RICE: They are not on the ground yet but they have already begun looking at all sorts of evidence of various sorts already available to them and to us. And they will get on the ground and continue the investigation.
So we’ll want to see the results of that investigation to draw any definitive conclusions. But based on the best information we have to date, what our assessment is, as of the present, is...
On all the Sunday shows, Rice asserted, again and again, that we didn’t yet have a definitive account of what occurred that night.
Just in this short exchange with Bob Schieffer, she offers this disclaimer three separate times. First, she tells him that she is offering “what we understand to be the assessment at present.” Then, she tells him that “we’ll want to see the results of [an ongoing] investigation to draw any definitive conclusions.”
Finally, she tells him that her account is “based on the best information we have to date.” She says she’s going to offer our assessment “as of the present.”
Rice has told Schieffer, three or four times, that she doesn’t have a definitive account of what happened that night. You really can’t paraphrase what Rice said unless you start with these declaimers.
In recent days, we’ve been surprised to see liberals paraphrase Rice without citing this key part of what she said. The first thing she said on each program was this:
We don’t yet have a definitive account of what happened that night.
A person may think that Rice was evading. A person may think that she, or the rest of the administration, knew more than what she was saying. But you can’t paraphrase what she actually said unless you start with these disclaimers.
Rice kept saying that we didn’t yet know. Here are two more examples from that session with Schieffer:
SCHIEFFER: But you do not agree with [the Libyan president] that this was something that had been plotted out several months ago?Was this al Qaeda? We’ll have to find out, Rice said, although she plainly implied that it might have been al Qaeda.

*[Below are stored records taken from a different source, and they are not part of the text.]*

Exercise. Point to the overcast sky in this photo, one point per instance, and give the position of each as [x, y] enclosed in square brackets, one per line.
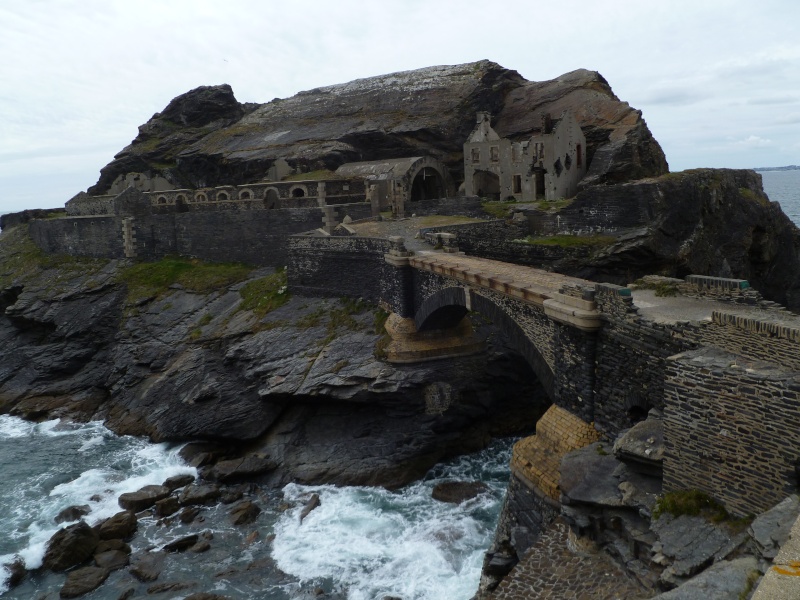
[718, 82]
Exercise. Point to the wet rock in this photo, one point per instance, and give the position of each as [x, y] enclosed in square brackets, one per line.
[111, 559]
[244, 513]
[456, 492]
[82, 581]
[121, 526]
[17, 572]
[178, 481]
[189, 514]
[73, 513]
[173, 586]
[106, 545]
[70, 546]
[771, 529]
[167, 506]
[642, 446]
[147, 567]
[239, 469]
[181, 544]
[143, 498]
[199, 494]
[724, 580]
[312, 503]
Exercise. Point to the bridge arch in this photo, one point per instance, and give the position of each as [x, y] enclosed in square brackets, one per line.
[447, 307]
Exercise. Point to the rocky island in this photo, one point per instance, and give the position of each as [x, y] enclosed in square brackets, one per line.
[304, 292]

RICE: We do not—we do not have information at present that leads us to conclude that this was premeditated or preplanned.

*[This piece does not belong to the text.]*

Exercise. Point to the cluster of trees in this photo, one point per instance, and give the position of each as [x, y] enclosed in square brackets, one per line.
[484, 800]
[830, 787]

SCHIEFFER: Do you agree or disagree with him that al Qaeda had some part in this?
RICE: Well, we’ll have to find out that out. I mean, I think it’s clear that there were extremist elements that joined in and escalated the violence. Whether they were al Qaeda affiliates, whether they were Libyan-based extremists or al Qaeda itself I think is one of the things we’ll have to determine.
Was this attack planned months ago? We don’t have information at present which leads us to say that, she said.
Rice kept saying we don’t yet know; you simply can’t paraphrase her remarks if you don’t start with these disclaimers. On Fox and elsewhere, many people are pretending that Rice made many definitive statements that day. It’s sad to see how few liberals know where to start in rebuttal.
So here's our Rule One for paraphrase: If a person says she doesn’t yet know, you have to include that disclaimer in your account of what she said. Rice offered that disclaimer again and again. Whether you choose to believe her or not, this was an important part of what she said that day.
In part through the lack of skill within our tribe, those disclaimers have been disappeared all across the TV dial. You ought to be angry when you see liberals or mainstream journalists who don’t insist on applying our simple first rule of paraphrase.
In fact, Rice said very little that day. That’s where real paraphrase starts.
By the way, one final query: Where are all the Harvard logicians? Why haven't these learned beasts stepped forward to offer more rules of paraphrase?
Could it be that they lack the skill to intervene in such matters? Is it possible that our highest professors just aren't all that sharp?